Polpettine di pesce e il piatto tradizionale diventa creativo
Lo chef De Antoniis del ristorante “Cipria di Mare” di Teramo rinnova i maccheroni alla chitarra con una spesa di 20 euro
TERAMO. «La cucina teramana è una cucina importante, ricca, variegata, costituita da grandi prodotti di terra e di mare. Può vantare un articolato e cospicuo campionario di tipicità ed eccellenze concentrato in un territorio relativamente piccolo».
Alessandro De Antoniis è il creativo chef e titolare del ristorante teramano “Cipria di Mare”, aperto 5 anni fa in eleganti locali accanto alla ventennale pescheria di famiglia (dove invece si può pranzare velocemente scegliendo dal bancone del pesce fresco cosa mangiare). Già nel 2008, un anno dopo l’apertura, Cipria di Mare entra nella Guida dell’Espresso. Cuoco giovane, Alessandro unisce curiosità e voglia di giocare (evidente anche nei nomi dei piatti elencati nel ménu, come nel caso del Brodetto in Doppiopetto, tutto da gustare senza schizzarsi addosso) a competenza e aggiornamento continuo, con salde radici nella cucina tradizionale appresa in famiglia.
«Non dimentico la cucina della nonna. La cucina deve essere evocativa, in un sapore devi riscoprire una sensazione, un ricordo del passato, i sapori devono essere riconducibili a qualcosa» spiega, facendo pensare ai flash proustiani. «Devi riuscire a capire quello che mangi, devi poter riconoscere i sapori che compongono un piatto per capire se esso ti piace realmente, consapevolmente, o meno». Originario di Alba Adriatica ma oramai teramano a tutti gli effetti, alle spalle il diploma al liceo scientifico, Alessandro De Antoniis è un cuoco autodidatta, con la passione per la cucina da sempre. «Ho iniziato molto giovane a lavorare nel campo della ristorazione, in alcuni locali della costa. Ho appreso così disciplina e sacrificio». Nel suo ristorante ama divertirsi, ogni pretesto è buono per giocare nell’ideazione di un piatto: «Mi piace mescolare, fondere i vari ingredienti in una cucina che oggi va di moda definire fusion». Alessandro usa il termine ironicamente, e dà inoltre per scontato che si debba partire da punti fermi come bontà del piatto, tradizione, territorialità, stagionalità («Banale ripeterlo, ma sono i punti di partenza»). La Chitarra alla TerraMare è una delle sue invenzioni, un primo ideato per sorprendere gli amanti del classico piatto teramano, giocando anche nel nome con un’assonanza al dialettale Chitarra a la Terraman’: «Preferisco non fare i piatti che tutti fanno a casa propria. Devi proporre sempre qualche sorpresa, qualcosa che stupisca».

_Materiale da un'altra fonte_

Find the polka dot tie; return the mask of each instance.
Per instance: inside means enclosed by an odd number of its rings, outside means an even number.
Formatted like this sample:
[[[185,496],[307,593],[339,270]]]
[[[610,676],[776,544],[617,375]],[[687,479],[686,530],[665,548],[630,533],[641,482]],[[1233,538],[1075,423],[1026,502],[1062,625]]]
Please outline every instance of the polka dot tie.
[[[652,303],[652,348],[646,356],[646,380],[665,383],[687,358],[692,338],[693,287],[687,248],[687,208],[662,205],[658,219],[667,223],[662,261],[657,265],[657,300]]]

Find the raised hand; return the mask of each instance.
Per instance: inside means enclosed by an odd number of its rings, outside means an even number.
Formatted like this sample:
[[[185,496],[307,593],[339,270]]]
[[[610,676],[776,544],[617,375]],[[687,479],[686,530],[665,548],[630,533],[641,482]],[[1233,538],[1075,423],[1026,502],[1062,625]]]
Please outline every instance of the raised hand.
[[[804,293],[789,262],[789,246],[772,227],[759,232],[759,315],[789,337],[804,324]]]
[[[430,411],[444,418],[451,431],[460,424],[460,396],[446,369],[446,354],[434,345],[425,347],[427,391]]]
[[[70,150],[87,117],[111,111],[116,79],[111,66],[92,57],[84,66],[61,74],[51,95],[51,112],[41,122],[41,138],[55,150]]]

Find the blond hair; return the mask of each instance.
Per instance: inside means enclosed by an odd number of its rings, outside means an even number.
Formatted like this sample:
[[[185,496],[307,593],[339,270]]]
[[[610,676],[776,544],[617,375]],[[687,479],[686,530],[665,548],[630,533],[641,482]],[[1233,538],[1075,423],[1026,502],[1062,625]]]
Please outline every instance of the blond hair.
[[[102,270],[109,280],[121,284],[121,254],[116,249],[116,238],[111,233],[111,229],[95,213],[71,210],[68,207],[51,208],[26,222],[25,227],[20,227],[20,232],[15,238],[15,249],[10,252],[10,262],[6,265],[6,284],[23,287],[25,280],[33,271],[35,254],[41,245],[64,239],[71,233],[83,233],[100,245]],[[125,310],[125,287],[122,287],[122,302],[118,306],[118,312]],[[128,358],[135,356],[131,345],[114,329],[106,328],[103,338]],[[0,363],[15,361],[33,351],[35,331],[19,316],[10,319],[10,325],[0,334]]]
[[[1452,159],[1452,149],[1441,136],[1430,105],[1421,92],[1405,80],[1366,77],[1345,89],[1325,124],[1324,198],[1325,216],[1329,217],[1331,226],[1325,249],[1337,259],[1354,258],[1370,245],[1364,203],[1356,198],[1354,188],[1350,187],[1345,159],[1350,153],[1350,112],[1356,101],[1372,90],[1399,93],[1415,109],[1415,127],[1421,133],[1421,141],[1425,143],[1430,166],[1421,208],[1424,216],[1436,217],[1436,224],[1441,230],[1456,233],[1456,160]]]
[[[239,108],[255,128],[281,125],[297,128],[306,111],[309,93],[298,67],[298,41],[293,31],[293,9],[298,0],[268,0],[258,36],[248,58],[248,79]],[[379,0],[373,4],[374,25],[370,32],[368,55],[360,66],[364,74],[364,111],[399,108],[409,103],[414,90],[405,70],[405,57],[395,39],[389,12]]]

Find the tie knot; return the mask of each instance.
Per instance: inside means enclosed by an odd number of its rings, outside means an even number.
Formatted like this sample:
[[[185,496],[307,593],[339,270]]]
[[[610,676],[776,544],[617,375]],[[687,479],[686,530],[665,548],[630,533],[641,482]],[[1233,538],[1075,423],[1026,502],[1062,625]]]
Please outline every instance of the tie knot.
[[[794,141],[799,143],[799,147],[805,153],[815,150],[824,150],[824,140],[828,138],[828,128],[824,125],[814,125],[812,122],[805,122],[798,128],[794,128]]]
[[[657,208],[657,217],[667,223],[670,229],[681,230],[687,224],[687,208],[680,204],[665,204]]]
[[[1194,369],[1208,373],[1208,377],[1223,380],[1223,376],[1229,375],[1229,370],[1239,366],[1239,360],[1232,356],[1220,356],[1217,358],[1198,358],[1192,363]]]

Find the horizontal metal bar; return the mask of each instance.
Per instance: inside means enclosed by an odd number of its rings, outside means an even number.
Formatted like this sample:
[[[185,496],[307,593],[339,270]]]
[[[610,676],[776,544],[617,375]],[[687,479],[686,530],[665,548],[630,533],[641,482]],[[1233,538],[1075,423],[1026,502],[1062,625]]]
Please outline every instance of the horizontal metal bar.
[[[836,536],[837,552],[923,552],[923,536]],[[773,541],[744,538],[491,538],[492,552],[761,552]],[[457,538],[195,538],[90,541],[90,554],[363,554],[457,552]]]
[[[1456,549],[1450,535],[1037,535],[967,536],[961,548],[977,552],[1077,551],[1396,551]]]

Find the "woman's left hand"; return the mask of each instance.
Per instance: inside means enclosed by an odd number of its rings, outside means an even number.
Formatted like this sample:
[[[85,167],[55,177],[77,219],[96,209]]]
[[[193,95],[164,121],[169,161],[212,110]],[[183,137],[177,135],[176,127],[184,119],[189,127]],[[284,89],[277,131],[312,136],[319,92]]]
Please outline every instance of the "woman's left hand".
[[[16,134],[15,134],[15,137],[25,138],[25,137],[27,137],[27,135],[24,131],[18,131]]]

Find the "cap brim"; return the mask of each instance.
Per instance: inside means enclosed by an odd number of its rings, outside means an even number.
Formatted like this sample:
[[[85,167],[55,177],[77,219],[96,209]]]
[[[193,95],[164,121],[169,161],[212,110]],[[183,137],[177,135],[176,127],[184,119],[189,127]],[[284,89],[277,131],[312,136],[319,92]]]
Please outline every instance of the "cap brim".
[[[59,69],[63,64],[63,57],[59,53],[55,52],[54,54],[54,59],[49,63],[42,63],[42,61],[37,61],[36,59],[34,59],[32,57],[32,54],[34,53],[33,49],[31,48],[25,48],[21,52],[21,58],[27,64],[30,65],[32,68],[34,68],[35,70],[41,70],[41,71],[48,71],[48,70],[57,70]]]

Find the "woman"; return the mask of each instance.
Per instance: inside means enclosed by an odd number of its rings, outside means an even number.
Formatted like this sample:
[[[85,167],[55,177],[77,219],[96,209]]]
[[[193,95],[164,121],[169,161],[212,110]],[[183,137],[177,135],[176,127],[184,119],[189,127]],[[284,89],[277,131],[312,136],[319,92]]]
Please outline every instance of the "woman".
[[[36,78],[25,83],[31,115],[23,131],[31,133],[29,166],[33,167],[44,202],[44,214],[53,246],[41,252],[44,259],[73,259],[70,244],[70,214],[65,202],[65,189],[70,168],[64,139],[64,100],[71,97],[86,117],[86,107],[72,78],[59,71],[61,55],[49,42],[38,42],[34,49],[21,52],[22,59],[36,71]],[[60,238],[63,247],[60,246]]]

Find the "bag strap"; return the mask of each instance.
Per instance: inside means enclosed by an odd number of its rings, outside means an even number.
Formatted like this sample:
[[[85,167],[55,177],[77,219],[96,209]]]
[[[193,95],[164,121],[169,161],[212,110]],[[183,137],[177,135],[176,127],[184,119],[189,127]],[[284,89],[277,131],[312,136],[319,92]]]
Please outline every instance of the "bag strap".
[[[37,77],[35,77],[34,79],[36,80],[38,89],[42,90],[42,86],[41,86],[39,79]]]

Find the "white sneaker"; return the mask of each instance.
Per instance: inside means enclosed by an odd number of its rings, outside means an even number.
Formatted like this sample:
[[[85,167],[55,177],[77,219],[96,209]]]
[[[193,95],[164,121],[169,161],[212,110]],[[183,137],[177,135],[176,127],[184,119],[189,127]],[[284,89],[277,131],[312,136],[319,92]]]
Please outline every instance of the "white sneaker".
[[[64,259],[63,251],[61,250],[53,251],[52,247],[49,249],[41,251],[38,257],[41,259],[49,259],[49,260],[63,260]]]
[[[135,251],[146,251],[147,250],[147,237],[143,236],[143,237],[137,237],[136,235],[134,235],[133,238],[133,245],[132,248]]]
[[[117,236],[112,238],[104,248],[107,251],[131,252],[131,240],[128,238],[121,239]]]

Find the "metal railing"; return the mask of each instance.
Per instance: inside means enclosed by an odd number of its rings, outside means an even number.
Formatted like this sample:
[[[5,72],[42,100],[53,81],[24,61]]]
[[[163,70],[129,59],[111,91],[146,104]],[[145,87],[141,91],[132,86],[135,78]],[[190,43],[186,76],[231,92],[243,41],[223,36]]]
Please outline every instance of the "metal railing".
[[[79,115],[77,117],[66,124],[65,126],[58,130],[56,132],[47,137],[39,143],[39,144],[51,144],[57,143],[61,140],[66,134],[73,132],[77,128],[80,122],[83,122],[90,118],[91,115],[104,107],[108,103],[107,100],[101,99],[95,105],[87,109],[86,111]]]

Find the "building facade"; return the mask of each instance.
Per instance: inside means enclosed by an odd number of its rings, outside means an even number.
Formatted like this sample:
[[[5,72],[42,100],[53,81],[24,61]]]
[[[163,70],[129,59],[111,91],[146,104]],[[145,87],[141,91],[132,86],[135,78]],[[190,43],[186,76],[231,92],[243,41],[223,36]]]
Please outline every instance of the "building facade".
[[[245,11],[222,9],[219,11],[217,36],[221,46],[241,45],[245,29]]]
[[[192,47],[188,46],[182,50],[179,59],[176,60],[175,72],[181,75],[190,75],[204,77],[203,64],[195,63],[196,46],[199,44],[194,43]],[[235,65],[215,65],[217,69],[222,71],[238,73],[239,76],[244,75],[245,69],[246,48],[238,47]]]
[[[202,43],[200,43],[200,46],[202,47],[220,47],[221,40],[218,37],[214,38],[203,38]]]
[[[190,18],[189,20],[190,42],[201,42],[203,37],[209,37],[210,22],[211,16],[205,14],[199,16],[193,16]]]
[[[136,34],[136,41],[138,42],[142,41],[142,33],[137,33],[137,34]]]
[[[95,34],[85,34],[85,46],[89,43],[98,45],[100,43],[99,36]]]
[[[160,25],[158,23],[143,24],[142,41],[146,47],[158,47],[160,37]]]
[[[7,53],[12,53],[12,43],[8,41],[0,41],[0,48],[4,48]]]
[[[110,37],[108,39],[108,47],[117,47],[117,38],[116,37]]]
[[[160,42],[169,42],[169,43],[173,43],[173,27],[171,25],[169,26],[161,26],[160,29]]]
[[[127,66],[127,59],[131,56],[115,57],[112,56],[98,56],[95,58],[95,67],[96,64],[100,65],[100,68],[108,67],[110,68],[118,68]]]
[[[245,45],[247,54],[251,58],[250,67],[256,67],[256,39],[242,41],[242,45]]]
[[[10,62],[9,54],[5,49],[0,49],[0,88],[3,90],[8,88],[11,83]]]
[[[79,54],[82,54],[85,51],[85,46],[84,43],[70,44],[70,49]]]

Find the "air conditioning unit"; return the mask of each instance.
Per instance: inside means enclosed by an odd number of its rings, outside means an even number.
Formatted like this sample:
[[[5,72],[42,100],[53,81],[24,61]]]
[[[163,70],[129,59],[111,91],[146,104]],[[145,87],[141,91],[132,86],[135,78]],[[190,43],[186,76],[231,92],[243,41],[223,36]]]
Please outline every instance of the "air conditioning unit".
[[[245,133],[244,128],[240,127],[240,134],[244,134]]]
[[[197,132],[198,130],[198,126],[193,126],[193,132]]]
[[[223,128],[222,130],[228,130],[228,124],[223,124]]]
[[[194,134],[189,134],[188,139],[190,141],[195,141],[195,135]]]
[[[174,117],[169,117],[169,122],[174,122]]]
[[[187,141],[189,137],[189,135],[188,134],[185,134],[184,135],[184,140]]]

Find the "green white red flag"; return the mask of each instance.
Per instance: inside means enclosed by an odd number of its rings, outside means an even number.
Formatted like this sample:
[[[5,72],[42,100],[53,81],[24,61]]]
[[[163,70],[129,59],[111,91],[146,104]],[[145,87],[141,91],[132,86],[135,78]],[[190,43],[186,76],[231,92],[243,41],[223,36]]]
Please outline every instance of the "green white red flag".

Come le crêpes nel brodo di pesce San Pietro, rivisitazione marinara delle scrippelle ‘mbusse (che vanno in brodo di gallina), o il Diplomatico di scampi, ispirato nell’architettura al celebre dolce ma riempito con tartare di scampi crudi, «un piatto molto tecnico, giocato sull’opposizione di dolce e salato, morbido e croccante». Al centro della sua Chitarra alla TerraMare, piatto di terra che va all mare, Alessandro pone le alici per le pallottine e la rana pescatrice per il sugo. La testa, per la precisione. «La rana pescatrice è un po’ come il maiale. Non si butta via niente. La parte nobile è la coda, da preparare in mille modi. Ma di questo pesce si può utilizzare tutto, la testa con guanciotte e nervetti per il sugo o il brodo, il fegato per il ripieno dei tortelli, la trippa poi è buonissima. Oggi inoltre, con il nostro lavoro aiutato dalla tecnologia, è importante il riuso. Alcuni cuochi essiccano la pelle di pesci come il rombo per farne chips croccanti. Indubbiamente occorrono più cura tempo e fatica per cucinare le parti povere di un pesce, ma possono essere proprio loro a determinare la differenza di un piatto». Le classiche pallottine di carni miste qui sono sostituite da pallottine di alici, preparate con la stessa abilità manuale richiesta per le prime, che non devono essere più grandi di piselli: «Da noi le pallottine sono come i cappelletti nel nord Italia. Una volta soprattutto si riteneva rivelassero femminilità e pazienza. Pallottine piccole e perfette erano state fatte sicuramente da una donna dalle mani piccole, dunque delicata».